IS he really the killer of grandmother Georgina Edmonds?

That was the question posed to jurors this morning by barrister Tim Mousley QC as he opened the defence case of accused murderer Matthew Hamlen at Winchester Crown Court.

He described the killing of Georgina Edmonds as a "whodunit" but said that unlike an Agatha Christie story there was not a number of suspects to choose from.

He went on to suggest to jurors that "it doesn't stack up" and was "fanciful" for the prosecution to imply it was Hamlen, a man "so laden with debt he was driven to kill".

He said: "Whoever killed Mrs Georgina Edmonds committed a vile and brutal offence. There were repeated deliberate wounds to her over a period of time. We are not concerned in this case with a momentary act of violence, it's something considerably more vile and brutal than that."

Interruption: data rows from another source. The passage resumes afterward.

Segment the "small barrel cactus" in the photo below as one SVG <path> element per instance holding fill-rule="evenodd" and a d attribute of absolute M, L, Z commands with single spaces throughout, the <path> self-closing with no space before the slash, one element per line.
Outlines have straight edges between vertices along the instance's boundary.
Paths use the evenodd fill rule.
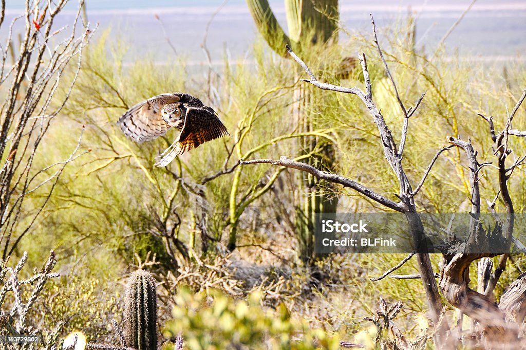
<path fill-rule="evenodd" d="M 127 346 L 137 350 L 156 350 L 157 296 L 155 279 L 137 270 L 128 279 L 125 295 L 124 337 Z"/>

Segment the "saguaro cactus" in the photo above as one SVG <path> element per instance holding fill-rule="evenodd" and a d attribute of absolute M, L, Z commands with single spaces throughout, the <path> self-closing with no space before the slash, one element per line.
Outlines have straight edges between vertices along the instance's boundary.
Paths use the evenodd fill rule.
<path fill-rule="evenodd" d="M 137 270 L 128 279 L 125 295 L 124 337 L 127 346 L 157 350 L 157 295 L 151 274 Z"/>
<path fill-rule="evenodd" d="M 278 23 L 267 0 L 247 0 L 247 3 L 263 37 L 271 48 L 284 57 L 290 57 L 285 49 L 286 44 L 297 53 L 301 53 L 304 57 L 308 57 L 309 48 L 329 44 L 338 39 L 338 0 L 285 0 L 288 36 Z M 300 132 L 308 133 L 316 128 L 312 116 L 317 114 L 317 107 L 312 103 L 312 95 L 310 86 L 299 87 L 295 92 L 294 100 L 299 102 L 293 106 L 293 111 Z M 298 145 L 298 152 L 312 153 L 317 146 L 321 146 L 320 142 L 323 142 L 322 146 L 318 147 L 321 151 L 313 154 L 306 162 L 316 167 L 331 170 L 333 146 L 318 138 L 315 136 L 302 138 Z M 309 174 L 303 173 L 299 176 L 298 182 L 302 189 L 297 192 L 295 198 L 295 231 L 300 258 L 308 262 L 313 252 L 315 214 L 335 213 L 338 198 L 330 191 L 330 185 L 321 183 Z"/>
<path fill-rule="evenodd" d="M 267 0 L 247 0 L 258 30 L 271 48 L 287 56 L 285 44 L 296 53 L 313 44 L 326 43 L 338 28 L 338 0 L 285 0 L 287 36 Z"/>

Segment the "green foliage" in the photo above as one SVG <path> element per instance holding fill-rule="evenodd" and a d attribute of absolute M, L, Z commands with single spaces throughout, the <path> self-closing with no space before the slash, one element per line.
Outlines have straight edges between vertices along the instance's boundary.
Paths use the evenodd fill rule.
<path fill-rule="evenodd" d="M 124 297 L 124 337 L 136 350 L 157 348 L 157 299 L 155 279 L 140 269 L 132 273 Z"/>
<path fill-rule="evenodd" d="M 218 291 L 193 294 L 179 287 L 168 336 L 181 333 L 191 350 L 213 349 L 338 349 L 337 336 L 312 329 L 306 319 L 290 316 L 284 304 L 275 311 L 261 307 L 260 293 L 235 301 Z M 173 348 L 170 347 L 169 348 Z"/>
<path fill-rule="evenodd" d="M 61 336 L 78 331 L 89 341 L 106 339 L 111 335 L 108 325 L 122 311 L 122 296 L 115 284 L 70 270 L 49 283 L 31 317 L 42 317 L 43 324 L 49 327 L 63 323 Z"/>

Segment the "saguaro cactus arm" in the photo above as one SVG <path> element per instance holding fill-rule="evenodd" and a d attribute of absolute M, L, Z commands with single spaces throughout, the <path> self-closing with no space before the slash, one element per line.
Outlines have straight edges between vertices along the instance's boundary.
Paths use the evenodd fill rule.
<path fill-rule="evenodd" d="M 157 296 L 151 274 L 137 270 L 130 275 L 125 301 L 126 346 L 137 350 L 156 350 Z"/>
<path fill-rule="evenodd" d="M 287 57 L 285 44 L 291 45 L 290 39 L 279 25 L 278 20 L 272 12 L 267 0 L 247 0 L 247 5 L 254 19 L 258 30 L 267 43 L 274 51 L 283 57 Z"/>

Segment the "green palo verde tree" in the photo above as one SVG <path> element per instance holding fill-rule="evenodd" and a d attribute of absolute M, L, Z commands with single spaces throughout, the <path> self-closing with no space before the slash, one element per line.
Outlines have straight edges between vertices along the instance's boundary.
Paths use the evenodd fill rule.
<path fill-rule="evenodd" d="M 288 35 L 285 34 L 267 0 L 247 0 L 259 32 L 274 51 L 285 57 L 286 45 L 308 57 L 312 49 L 335 43 L 338 38 L 338 0 L 285 0 Z M 299 72 L 296 74 L 297 78 Z M 320 126 L 316 117 L 320 114 L 312 87 L 298 87 L 295 92 L 293 114 L 298 132 L 309 133 Z M 298 138 L 297 152 L 311 154 L 310 165 L 331 170 L 334 147 L 325 138 L 308 136 Z M 338 197 L 332 187 L 309 174 L 298 175 L 299 187 L 295 194 L 295 231 L 300 258 L 311 261 L 314 247 L 315 214 L 336 213 Z"/>

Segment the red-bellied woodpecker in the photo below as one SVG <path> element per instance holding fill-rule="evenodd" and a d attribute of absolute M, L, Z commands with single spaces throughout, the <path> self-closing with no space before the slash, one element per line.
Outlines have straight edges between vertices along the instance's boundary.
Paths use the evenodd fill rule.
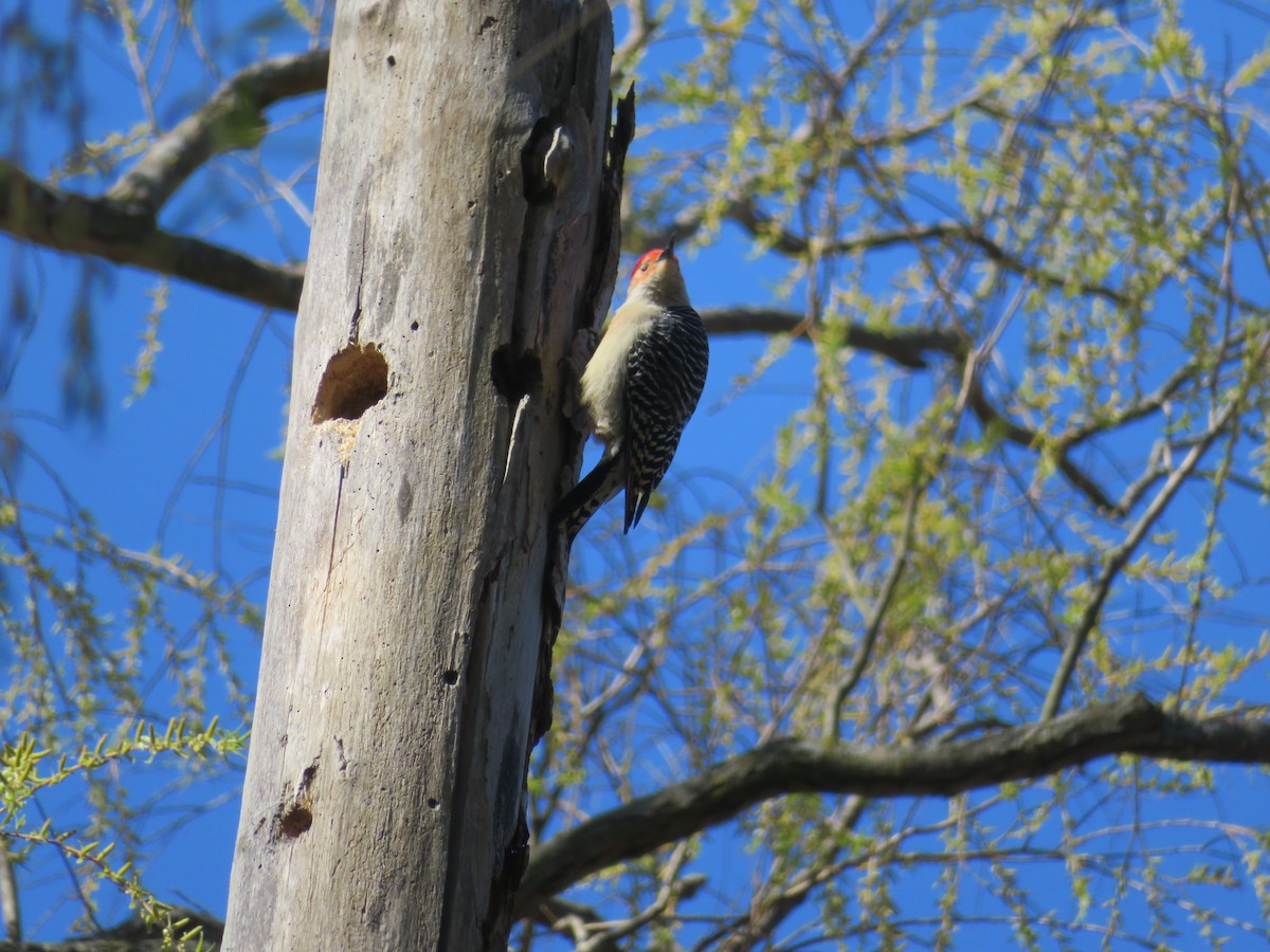
<path fill-rule="evenodd" d="M 624 487 L 624 531 L 639 524 L 697 407 L 709 362 L 672 237 L 635 263 L 626 303 L 582 374 L 582 402 L 605 456 L 555 508 L 569 538 Z"/>

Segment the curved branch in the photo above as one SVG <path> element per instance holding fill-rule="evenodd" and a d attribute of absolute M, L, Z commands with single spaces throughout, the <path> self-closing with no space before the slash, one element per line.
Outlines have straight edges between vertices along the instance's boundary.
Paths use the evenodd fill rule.
<path fill-rule="evenodd" d="M 794 334 L 806 319 L 794 311 L 775 307 L 715 307 L 701 311 L 706 330 L 723 334 Z M 866 327 L 848 324 L 843 344 L 855 350 L 867 350 L 886 357 L 900 367 L 925 371 L 925 354 L 936 352 L 952 357 L 969 352 L 965 338 L 952 330 L 939 327 Z"/>
<path fill-rule="evenodd" d="M 516 915 L 616 863 L 790 793 L 947 797 L 1104 757 L 1270 764 L 1270 721 L 1168 713 L 1144 694 L 951 744 L 824 748 L 782 739 L 565 830 L 531 853 Z"/>
<path fill-rule="evenodd" d="M 58 251 L 182 278 L 265 307 L 300 306 L 304 265 L 281 265 L 164 231 L 144 204 L 90 198 L 37 182 L 0 159 L 0 230 Z"/>
<path fill-rule="evenodd" d="M 156 138 L 105 197 L 157 212 L 213 155 L 258 145 L 265 127 L 265 107 L 324 90 L 329 65 L 330 51 L 311 50 L 248 66 L 175 128 Z"/>
<path fill-rule="evenodd" d="M 806 319 L 794 311 L 781 311 L 767 307 L 720 307 L 701 312 L 706 330 L 712 335 L 723 334 L 794 334 Z M 937 327 L 888 327 L 875 330 L 862 324 L 846 325 L 843 344 L 855 350 L 866 350 L 894 360 L 900 367 L 914 371 L 926 369 L 927 353 L 940 353 L 964 364 L 970 347 L 966 339 L 951 330 Z M 1034 448 L 1040 442 L 1040 434 L 1020 423 L 1011 420 L 998 410 L 983 391 L 983 385 L 975 378 L 970 383 L 970 410 L 980 424 L 994 426 L 1002 439 L 1025 448 Z M 1109 515 L 1123 515 L 1124 508 L 1080 466 L 1072 462 L 1067 452 L 1068 444 L 1055 448 L 1054 463 L 1063 477 L 1095 506 Z"/>

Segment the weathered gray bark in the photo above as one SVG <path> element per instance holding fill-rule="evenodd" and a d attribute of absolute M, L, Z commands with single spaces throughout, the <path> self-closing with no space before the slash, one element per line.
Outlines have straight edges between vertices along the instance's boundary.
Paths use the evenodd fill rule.
<path fill-rule="evenodd" d="M 225 948 L 505 947 L 611 30 L 340 0 Z"/>

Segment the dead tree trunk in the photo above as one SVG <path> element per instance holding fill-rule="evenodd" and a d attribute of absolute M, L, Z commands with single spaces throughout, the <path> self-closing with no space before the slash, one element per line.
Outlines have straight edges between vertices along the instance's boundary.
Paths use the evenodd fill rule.
<path fill-rule="evenodd" d="M 611 55 L 605 0 L 339 3 L 225 948 L 505 948 Z"/>

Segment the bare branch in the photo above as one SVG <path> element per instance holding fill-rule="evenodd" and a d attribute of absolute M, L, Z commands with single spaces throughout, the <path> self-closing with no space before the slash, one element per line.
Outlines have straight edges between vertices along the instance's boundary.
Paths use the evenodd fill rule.
<path fill-rule="evenodd" d="M 156 138 L 105 197 L 157 212 L 213 155 L 258 145 L 265 126 L 265 107 L 324 90 L 329 62 L 328 50 L 312 50 L 248 66 L 180 124 Z"/>
<path fill-rule="evenodd" d="M 304 265 L 279 265 L 164 231 L 144 206 L 89 198 L 37 182 L 0 160 L 0 230 L 72 254 L 182 278 L 267 307 L 300 306 Z"/>
<path fill-rule="evenodd" d="M 1259 348 L 1257 359 L 1265 359 L 1266 352 L 1270 349 L 1270 335 L 1265 338 L 1265 341 Z M 1247 390 L 1251 386 L 1253 377 L 1247 377 L 1243 386 L 1227 401 L 1226 406 L 1222 409 L 1217 418 L 1213 420 L 1208 432 L 1191 447 L 1186 458 L 1182 459 L 1181 465 L 1173 470 L 1173 472 L 1161 486 L 1160 493 L 1156 498 L 1151 500 L 1151 505 L 1147 506 L 1146 512 L 1139 517 L 1138 522 L 1134 523 L 1133 528 L 1124 537 L 1124 541 L 1119 546 L 1107 552 L 1106 559 L 1102 562 L 1102 571 L 1099 572 L 1097 581 L 1093 585 L 1093 592 L 1090 595 L 1088 603 L 1085 605 L 1085 612 L 1081 614 L 1081 621 L 1077 623 L 1076 630 L 1068 638 L 1067 645 L 1063 649 L 1063 656 L 1059 659 L 1058 670 L 1054 673 L 1054 680 L 1049 685 L 1049 693 L 1045 696 L 1045 706 L 1041 708 L 1041 720 L 1046 720 L 1058 713 L 1059 706 L 1063 703 L 1063 694 L 1067 692 L 1067 685 L 1072 679 L 1072 674 L 1076 670 L 1076 661 L 1081 656 L 1081 651 L 1085 649 L 1085 642 L 1088 641 L 1090 633 L 1093 627 L 1099 623 L 1099 617 L 1102 614 L 1102 605 L 1106 603 L 1107 595 L 1111 594 L 1111 585 L 1115 583 L 1120 571 L 1128 565 L 1129 559 L 1133 556 L 1134 551 L 1142 545 L 1142 541 L 1147 538 L 1147 533 L 1156 524 L 1156 520 L 1163 514 L 1165 509 L 1172 501 L 1177 490 L 1181 489 L 1182 484 L 1191 475 L 1199 461 L 1204 458 L 1204 453 L 1208 448 L 1213 446 L 1217 438 L 1226 432 L 1234 419 L 1238 409 L 1243 404 L 1243 399 L 1247 395 Z"/>
<path fill-rule="evenodd" d="M 1270 764 L 1270 721 L 1166 712 L 1144 694 L 950 744 L 824 748 L 792 737 L 725 760 L 631 801 L 533 849 L 516 900 L 532 915 L 550 896 L 616 863 L 645 856 L 790 793 L 947 797 L 1046 777 L 1104 757 Z"/>
<path fill-rule="evenodd" d="M 775 307 L 715 307 L 701 311 L 710 334 L 794 334 L 806 324 L 795 311 Z M 867 350 L 890 358 L 900 367 L 923 371 L 923 354 L 936 352 L 952 357 L 966 353 L 969 343 L 954 330 L 939 327 L 866 327 L 848 324 L 843 343 L 855 350 Z"/>

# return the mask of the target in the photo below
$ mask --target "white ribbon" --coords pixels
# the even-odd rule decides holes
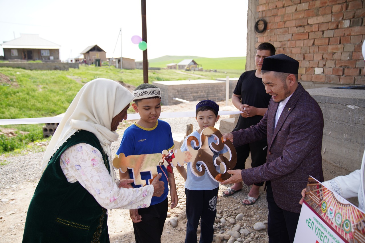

Mr Mousley went in to say how what happened on the day of the murder on January 11, 2008, in Mrs Edmonds home in Kiln Lane, Brambridge, "remains a mystery".

He asked jurors to be sure that the motive for battering the 77 year old to death was actually for money and not someone who purposely made it look like that "to shift the blame".

Talking about Hamlen, who he described as having been "incarcerated" behind a glass screen in the court, he added: "I submit that this killing takes a certain type of person. You need to ask yourself does he really have it in him to commit such a terrible act if violence for just a few hundred pounds."

Hamlen, 33, of Hamilton Road, Bishopstoke, denies murder.